And metrics can also spot an occasional outlier or performance problem. Used sparingly, this does not encourage juicing the numbers.


Yes, that is true. But metrics cannot pinpoint the cause of the problem, which is where the engineering approach fails. You cannot accurately measure the stress levels of individual developers like you can with force plates. You cannot accurately measure developers taking shortcuts in their code like you can measure gear slippage. Similarly, you cannot accurately predict the critical load of a particular configuration of developers like you do with beams in bridge construction, nor can you accurately measure the weight of a feature request like you can weigh a vehicle. You cannot measure the "velocity" of two developer teams working on a different codebase and then assume that the metrics are comparable just because you're measuring the same quantity.

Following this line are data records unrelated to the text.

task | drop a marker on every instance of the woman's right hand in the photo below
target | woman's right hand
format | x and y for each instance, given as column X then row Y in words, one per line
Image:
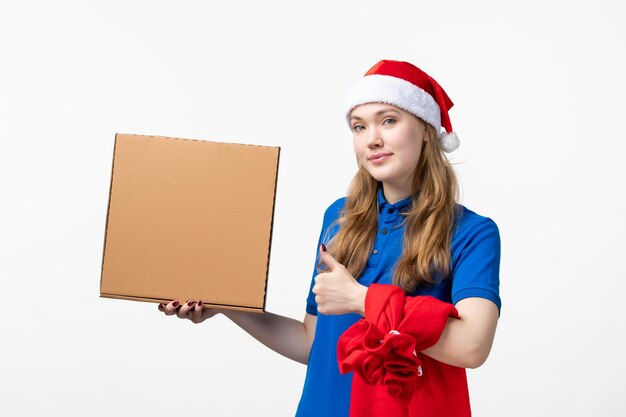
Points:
column 196, row 312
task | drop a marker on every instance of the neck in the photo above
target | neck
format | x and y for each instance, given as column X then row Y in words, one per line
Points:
column 393, row 193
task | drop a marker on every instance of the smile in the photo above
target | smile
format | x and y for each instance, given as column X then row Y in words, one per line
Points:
column 379, row 158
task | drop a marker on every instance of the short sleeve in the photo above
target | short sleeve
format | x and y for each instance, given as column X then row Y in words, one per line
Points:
column 476, row 260
column 329, row 229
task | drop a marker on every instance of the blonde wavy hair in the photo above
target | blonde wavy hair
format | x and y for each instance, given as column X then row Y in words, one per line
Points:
column 428, row 223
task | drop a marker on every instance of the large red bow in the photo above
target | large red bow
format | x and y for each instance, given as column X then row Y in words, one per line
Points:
column 384, row 347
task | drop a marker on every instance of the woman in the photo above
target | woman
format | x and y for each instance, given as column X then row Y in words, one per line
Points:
column 399, row 225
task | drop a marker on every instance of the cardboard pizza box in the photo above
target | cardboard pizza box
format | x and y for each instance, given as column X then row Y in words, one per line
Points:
column 189, row 219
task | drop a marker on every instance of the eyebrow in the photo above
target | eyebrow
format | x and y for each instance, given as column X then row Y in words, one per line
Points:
column 378, row 113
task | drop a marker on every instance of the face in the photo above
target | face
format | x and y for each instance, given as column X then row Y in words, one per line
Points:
column 387, row 143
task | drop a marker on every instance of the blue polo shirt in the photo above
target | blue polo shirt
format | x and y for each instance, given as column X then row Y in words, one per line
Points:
column 475, row 260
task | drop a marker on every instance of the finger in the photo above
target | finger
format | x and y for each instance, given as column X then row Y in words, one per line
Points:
column 184, row 309
column 171, row 307
column 328, row 259
column 197, row 312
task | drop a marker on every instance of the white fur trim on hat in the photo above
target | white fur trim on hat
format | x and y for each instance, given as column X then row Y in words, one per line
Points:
column 448, row 141
column 377, row 88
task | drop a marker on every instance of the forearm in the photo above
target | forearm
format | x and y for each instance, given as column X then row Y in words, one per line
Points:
column 284, row 335
column 466, row 342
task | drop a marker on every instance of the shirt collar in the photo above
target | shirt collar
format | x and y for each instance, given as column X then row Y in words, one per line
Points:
column 400, row 205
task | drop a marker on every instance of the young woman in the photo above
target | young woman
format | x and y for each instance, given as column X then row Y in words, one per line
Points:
column 400, row 225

The only way software development metrics are useful is to get an indication of the performance over time of the same team working on the same codebase. That should give some indication of the overall trends, but when the numbers start going down, how will you accurately determine the cause of that? Will you treat the developer team as a black box and insert more probes, or will you talk to them and rely on their qualitative assessments after all?


Using data and metrics for analysis and self-reflection is great, when used thoughtfully. The problems arise when they’re used to judge performance—or even perceived to be used to judge performance. That’s why they’re so tricky to use well. You have to set up a situation where it’s systematically impossible to abuse metrics, typically by putting the data and analysis/judgement at the same level, and only reporting aggregated/anonymized results and qualitative conclusions rather than the raw data.

Some people don’t know how to manage without measurements, punishments, and rewards. It’s a correctable flaw. Measurement-based management is called “theory X” management, but knowledge work needs “theory Y” management. There’s a lot of material out there on how to do it, including a section on it in my book.